K-fold Cross Validation | Machine Learning


In this tutorial, we are going to learn the K-fold cross-validation technique and implement it in Python.

While building machine learning models, we randomly split the dataset into training and test sets where a maximum percentage of the data is taken into the training set. Though the test dataset is small, there is still some chance that we left some important data in there that might have improved the model. And there is a problem of high variance in the training set. To solve this, problems we use the idea of K-fold cross-validation.

Cross-validation is a technique that is used to evaluate machine learning models by resampling the training data for improving performance.

In K-fold Cross-Validation, the training set is randomly split into K(usually between 5 to 10) subsets known as folds. Where K-1 folds are used to train the model and the other fold is used to test the model. This technique improves the high variance problem in a dataset as we are randomly selecting the training and test folds.

24_1_k-fold_cross_validation


The steps required to perform K-fold cross-validation are given below-
Step 1: Split the entire data randomly in k folds(usually between 5 to 10). The higher number of splits leads to less biased model.
Step 2: Then fit the model with k-1 folds and test it with the remaining Kth fold. Record the performance metric.
Step 3: Repeat step 2 until every k-fold serves as the test set.
Step 4: Take the average of all the recorded scores. This will serve as the final performance metric of your model.

K-fold cross-validation in Python: Now, we will implement this technique to validate our machine learning model. For this task, we will use "Social_Network_Ads.csv" dataset.
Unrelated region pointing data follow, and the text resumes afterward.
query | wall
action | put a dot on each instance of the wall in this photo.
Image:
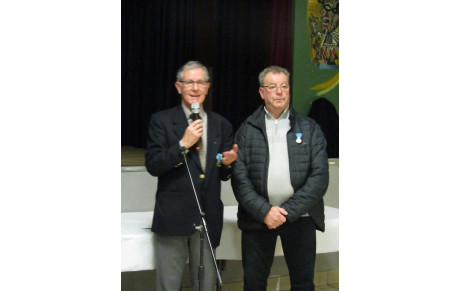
(306, 74)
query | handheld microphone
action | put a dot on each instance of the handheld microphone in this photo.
(195, 116)
(196, 111)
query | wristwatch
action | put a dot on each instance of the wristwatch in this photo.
(182, 148)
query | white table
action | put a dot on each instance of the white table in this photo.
(137, 239)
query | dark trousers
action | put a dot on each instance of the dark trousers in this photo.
(299, 246)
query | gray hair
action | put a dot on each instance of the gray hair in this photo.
(272, 69)
(192, 65)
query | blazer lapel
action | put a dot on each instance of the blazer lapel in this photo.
(213, 143)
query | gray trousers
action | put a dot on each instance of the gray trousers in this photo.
(171, 254)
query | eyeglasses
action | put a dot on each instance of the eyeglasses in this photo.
(274, 88)
(190, 84)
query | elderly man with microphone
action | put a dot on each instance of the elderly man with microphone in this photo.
(188, 132)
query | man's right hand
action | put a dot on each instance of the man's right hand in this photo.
(275, 217)
(192, 134)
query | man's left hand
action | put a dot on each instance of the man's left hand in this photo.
(230, 156)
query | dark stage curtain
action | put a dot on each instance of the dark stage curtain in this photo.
(242, 46)
(234, 39)
(157, 38)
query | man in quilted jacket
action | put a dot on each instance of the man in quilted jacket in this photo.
(279, 180)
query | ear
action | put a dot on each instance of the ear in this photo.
(178, 87)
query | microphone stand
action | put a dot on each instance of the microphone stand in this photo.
(203, 230)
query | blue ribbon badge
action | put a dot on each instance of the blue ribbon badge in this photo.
(219, 159)
(299, 137)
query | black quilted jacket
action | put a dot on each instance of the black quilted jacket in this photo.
(308, 169)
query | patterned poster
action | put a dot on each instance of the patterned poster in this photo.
(323, 18)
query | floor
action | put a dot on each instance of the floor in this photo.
(324, 281)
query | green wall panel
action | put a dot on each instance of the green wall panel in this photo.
(306, 74)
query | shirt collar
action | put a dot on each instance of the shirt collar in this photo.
(284, 115)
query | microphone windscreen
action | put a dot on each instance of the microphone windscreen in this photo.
(196, 108)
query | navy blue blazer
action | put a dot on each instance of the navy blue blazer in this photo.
(176, 211)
We will implement the K-fold cross-validation technique to improve our Kernel SVM classification model.

 You can download the dataset from here.

First of all, we need to import some essential libraries.

# Importing the libraries
import numpy as np
import matplotlib.pyplot as plt
import pandas as pd

Now, we will import the dataset and make the feature matrix X and the dependent variable vector y.

# Importing the dataset
dataset = pd.read_csv('Social_Network_Ads.csv')
X = dataset.iloc[:, [2, 3]].values
y = dataset.iloc[:, 4].values

Now, we will split the dataset into training and test sets.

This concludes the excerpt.